THE DEAD IN THEIR VAULTED ARCHES/Alan Bradley
The latest in the Flavia de Luce mystery series is full of many things I can't talk about for fear of spoiling what has come before. Take my advice, and pick up the first (THE SWEETNESS AT THE BOTTOM OF THE PIE) and get to know 11-year-old Flavia, who loves chemistry and poisons, and her family living in a falling-down aristocratic estate in 1950's Britain. Flavia solves crimes, but she's also trying to figure out who she is and where she fits and she is the most cold-blooded genius who is still a little girl that you will ever find.

THE STRANGER/Camilla Lackberg
From the Swedish mystery series, in this book Lackberg examines the pressures of a reality-show exploiting its members and ties it in with the mysterious car-crash death of a local woman. Patrik Hedstrom is convinced the woman was murdered and slowly finds other victims in similar circumstances across the years. With flashback sections that slowly bring comprehension to the present case, this series is my favorite of the current Scandinavian crop.

HOTHOUSE/Boris Kachka
An intriguing account of the rise of literary publisher Farrar, Strauss, & Giroux. The publishing home of twenty-five Nobel prize winners, the company was a collection of brilliant businessmen, talented editors, sexual shenanigans, and literary superstars like Tom Wolfe and Jonathan Franzen. If I weren't a writer with a New York publishers, I probably would have found this less enthralling, but it is a peek behind the ivory tower image some readers have of literary publishers.

TO THE END OF JUNE/Cris Beam
An account of the current state of foster care in the U.S. is necessarily often depressing, but I found hope in the individual stories. Beam goes in-depth with families who range from trying to adopt their first child out of foster care to a teenagers who are aging out of the system and are woefully unprepared. It gives me faith in the future to know there are those who are willing to love the most difficult children and hang in there even when all evidence points to no good outcome.

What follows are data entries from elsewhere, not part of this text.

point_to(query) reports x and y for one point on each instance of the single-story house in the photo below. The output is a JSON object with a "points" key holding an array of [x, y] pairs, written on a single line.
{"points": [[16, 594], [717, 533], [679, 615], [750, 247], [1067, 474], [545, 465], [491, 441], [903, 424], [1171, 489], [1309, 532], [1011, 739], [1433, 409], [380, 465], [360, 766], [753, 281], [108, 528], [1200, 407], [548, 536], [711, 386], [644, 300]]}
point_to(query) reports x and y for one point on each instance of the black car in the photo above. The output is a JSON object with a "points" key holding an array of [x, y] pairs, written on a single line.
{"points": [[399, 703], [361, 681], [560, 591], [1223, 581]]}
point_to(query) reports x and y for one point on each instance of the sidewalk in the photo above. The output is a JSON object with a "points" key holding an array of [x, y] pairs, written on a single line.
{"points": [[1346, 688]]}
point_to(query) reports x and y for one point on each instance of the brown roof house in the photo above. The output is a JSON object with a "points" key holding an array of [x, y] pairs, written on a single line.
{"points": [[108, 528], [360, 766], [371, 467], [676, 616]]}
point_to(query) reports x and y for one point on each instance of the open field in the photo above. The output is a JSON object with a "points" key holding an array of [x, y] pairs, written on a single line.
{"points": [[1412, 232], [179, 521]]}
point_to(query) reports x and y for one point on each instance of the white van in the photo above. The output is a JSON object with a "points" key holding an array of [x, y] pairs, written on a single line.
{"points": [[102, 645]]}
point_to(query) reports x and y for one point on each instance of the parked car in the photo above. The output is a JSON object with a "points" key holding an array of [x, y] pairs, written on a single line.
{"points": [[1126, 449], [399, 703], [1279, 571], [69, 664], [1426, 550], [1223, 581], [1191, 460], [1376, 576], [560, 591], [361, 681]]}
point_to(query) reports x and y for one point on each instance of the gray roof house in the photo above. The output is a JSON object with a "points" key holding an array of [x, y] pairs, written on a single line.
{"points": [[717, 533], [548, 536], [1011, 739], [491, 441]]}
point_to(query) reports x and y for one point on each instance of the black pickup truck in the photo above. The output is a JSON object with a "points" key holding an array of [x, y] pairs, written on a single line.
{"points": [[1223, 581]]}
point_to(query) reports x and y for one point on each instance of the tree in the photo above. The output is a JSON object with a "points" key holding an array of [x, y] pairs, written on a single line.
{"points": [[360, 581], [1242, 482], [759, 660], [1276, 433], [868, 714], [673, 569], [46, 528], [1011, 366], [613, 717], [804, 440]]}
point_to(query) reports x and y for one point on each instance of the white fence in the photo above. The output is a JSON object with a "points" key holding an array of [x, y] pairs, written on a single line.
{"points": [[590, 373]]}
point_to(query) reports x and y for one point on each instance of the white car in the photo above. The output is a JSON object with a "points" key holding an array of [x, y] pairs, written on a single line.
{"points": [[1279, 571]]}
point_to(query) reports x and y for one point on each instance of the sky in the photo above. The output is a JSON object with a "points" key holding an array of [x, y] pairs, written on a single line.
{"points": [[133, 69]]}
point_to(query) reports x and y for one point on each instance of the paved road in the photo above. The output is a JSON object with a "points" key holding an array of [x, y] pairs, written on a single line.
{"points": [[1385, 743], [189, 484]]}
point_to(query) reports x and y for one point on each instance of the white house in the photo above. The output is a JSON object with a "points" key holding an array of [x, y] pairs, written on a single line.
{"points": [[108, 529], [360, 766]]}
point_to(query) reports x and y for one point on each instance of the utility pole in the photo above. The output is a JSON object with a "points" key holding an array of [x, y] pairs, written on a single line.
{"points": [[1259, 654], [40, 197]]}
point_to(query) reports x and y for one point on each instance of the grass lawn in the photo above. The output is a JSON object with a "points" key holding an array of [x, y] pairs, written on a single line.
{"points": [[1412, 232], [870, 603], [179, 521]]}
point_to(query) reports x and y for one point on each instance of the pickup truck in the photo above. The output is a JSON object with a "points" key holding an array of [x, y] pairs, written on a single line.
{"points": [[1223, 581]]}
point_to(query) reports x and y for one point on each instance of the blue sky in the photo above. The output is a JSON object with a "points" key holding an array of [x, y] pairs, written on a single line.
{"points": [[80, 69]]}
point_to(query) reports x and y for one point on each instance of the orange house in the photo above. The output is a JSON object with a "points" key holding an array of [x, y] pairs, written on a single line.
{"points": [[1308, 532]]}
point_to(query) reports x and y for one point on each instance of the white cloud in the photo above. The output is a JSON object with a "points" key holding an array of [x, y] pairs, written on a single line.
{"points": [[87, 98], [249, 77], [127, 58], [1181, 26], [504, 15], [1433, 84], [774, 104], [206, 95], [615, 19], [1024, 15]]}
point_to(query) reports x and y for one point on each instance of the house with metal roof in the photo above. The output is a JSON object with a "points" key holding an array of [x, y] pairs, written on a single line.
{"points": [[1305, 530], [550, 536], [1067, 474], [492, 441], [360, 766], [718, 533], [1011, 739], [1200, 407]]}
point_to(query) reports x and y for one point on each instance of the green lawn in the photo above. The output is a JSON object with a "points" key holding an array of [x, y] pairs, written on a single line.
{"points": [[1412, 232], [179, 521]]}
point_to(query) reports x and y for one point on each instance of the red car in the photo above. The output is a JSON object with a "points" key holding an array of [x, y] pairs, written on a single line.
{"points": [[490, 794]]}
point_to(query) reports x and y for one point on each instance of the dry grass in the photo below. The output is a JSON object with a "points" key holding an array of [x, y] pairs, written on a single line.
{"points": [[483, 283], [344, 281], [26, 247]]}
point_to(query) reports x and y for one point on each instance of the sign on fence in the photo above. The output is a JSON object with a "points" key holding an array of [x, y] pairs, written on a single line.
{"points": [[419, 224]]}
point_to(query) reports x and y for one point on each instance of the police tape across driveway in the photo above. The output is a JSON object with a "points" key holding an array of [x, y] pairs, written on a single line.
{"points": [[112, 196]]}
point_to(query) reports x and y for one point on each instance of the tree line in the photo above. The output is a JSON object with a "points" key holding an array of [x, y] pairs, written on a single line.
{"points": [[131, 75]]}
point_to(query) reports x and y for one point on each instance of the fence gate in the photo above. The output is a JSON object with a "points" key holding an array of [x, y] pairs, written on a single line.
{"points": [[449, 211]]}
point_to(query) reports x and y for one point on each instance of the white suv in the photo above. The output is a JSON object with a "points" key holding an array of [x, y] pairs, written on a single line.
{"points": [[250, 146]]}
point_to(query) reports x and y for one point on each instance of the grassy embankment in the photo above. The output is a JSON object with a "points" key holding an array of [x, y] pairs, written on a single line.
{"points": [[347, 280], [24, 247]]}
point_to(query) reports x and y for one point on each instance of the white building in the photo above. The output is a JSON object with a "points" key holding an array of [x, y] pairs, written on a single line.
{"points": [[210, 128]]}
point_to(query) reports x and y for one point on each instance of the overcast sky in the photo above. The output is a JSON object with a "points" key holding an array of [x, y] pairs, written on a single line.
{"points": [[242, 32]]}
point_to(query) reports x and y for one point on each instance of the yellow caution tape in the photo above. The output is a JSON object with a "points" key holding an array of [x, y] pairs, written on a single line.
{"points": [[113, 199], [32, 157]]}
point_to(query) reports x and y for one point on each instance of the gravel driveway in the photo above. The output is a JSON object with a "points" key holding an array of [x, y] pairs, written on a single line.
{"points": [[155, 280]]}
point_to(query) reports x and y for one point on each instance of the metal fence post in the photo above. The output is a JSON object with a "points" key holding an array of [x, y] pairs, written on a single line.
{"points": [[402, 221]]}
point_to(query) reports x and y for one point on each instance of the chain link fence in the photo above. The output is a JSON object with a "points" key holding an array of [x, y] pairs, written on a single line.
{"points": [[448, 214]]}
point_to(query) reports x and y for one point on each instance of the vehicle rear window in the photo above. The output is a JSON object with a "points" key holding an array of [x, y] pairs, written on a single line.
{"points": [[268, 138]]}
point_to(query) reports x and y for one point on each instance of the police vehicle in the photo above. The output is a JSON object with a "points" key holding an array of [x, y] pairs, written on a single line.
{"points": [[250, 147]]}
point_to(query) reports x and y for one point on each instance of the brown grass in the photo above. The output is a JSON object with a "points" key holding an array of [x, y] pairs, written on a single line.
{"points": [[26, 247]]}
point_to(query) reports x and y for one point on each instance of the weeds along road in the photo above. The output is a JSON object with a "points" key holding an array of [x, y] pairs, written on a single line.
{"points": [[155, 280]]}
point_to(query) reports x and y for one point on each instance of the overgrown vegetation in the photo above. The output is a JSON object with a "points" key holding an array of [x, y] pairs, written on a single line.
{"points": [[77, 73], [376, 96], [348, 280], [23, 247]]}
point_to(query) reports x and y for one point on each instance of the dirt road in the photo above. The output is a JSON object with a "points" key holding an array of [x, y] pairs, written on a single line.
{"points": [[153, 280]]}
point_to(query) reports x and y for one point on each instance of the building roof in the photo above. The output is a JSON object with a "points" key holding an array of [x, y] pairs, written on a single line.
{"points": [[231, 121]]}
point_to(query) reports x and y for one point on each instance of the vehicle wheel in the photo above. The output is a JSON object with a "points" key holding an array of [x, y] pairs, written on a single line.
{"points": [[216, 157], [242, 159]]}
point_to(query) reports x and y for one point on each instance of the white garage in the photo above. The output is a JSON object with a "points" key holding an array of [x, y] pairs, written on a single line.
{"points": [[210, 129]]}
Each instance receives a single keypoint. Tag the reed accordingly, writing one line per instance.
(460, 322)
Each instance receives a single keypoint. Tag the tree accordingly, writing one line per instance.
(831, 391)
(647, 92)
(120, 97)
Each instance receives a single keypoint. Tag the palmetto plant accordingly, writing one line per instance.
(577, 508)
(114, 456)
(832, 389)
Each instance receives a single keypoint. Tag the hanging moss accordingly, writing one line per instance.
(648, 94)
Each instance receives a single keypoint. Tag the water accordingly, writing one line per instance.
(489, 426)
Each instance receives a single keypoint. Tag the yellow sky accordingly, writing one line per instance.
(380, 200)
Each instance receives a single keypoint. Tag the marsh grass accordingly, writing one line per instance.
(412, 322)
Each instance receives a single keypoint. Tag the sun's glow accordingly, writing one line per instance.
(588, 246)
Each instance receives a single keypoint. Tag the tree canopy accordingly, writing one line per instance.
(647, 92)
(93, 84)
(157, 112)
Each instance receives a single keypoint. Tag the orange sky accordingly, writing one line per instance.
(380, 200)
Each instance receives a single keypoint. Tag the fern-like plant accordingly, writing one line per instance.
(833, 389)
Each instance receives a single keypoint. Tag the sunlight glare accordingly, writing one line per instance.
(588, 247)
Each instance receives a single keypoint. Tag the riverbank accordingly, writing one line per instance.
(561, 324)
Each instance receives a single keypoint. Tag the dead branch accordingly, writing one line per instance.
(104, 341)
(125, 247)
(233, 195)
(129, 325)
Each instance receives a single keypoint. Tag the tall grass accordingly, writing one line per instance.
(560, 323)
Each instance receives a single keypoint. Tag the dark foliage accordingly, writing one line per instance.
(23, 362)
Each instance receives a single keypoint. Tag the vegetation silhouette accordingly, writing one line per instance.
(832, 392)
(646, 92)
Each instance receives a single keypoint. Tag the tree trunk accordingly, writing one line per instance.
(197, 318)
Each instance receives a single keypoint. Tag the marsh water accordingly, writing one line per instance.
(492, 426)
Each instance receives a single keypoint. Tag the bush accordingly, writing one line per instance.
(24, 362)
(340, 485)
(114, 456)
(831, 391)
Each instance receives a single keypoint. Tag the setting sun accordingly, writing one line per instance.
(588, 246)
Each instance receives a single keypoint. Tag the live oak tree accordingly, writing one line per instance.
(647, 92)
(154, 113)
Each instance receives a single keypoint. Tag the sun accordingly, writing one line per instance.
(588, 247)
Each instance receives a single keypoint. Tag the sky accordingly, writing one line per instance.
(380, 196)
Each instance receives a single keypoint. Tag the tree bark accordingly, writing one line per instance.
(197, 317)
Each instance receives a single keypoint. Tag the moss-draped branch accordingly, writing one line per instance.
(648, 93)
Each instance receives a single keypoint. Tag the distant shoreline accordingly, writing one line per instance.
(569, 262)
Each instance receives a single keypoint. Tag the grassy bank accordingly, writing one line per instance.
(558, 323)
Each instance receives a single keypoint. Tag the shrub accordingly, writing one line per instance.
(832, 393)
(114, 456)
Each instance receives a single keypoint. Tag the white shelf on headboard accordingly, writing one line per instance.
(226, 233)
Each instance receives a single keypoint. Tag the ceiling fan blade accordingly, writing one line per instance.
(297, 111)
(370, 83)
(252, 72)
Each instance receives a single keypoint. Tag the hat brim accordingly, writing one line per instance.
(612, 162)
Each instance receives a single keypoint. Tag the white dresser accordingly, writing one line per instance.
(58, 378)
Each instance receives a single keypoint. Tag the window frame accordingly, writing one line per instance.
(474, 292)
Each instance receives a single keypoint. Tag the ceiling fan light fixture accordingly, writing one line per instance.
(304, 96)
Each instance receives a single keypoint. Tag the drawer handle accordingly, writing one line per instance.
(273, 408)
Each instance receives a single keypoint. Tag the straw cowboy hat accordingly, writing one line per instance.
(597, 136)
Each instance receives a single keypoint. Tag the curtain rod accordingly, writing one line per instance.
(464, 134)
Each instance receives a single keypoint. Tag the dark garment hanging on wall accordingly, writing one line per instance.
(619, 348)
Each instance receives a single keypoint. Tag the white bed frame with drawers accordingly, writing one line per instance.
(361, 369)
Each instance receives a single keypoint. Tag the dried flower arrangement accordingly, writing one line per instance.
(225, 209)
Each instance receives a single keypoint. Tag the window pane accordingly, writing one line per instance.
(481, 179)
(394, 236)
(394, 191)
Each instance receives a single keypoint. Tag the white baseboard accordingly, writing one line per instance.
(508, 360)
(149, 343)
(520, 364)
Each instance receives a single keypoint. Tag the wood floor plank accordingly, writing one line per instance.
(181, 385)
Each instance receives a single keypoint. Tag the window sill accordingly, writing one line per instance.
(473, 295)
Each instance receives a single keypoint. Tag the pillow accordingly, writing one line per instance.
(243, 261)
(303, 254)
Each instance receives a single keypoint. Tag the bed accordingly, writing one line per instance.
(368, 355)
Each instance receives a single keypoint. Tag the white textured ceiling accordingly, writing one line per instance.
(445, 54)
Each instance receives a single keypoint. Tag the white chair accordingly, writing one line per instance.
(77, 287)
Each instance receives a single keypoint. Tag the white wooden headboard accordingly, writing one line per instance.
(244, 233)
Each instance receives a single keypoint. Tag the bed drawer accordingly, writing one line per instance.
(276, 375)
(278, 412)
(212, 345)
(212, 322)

RACE OF SCORPIONS/Dorothy Dunnett
The third in the House of Niccolo series finds newly-widowed Nicolas and his private army forcibly headed to Cyprus and the vicious war between James and his half-sister Carlotta for the throne. Nicolas, naturally, is always a step ahead of those who would use him (and sometimes two steps ahead of the reader) but the clever conspiracies are only half the fun. The other half is the characters and the emotional depth Dunnett can express in the most restrained manner.

THE VIRGIN SUICIDES/Jeffrey Eugenides
A "finally-got-around-to" book for me, Eugenides' debut novel (published by the aforementioned Farrar, Strauss, & Giroux) is about the five daughters of the Lisbon family and their slow descent into epic tragedy begun when the first sister throws herself out a window. The narrator is the collective voice of the neighborhood boys who are fascinated by the girls. Not an easy book, and no happy endings, but I am glad I finally read it.

HIS MAJESTY'S HOPE/Susan Elia MacNeal
Maggie Hope is finally in Germany, parachuted in for a short and specific undercover mission during WWII. But her spymasters have a particular reason for sending her on this mission, and when Maggie finds a way into Berlin society, she seizes the opportunity to gather information for bother her country and her own peace of mind.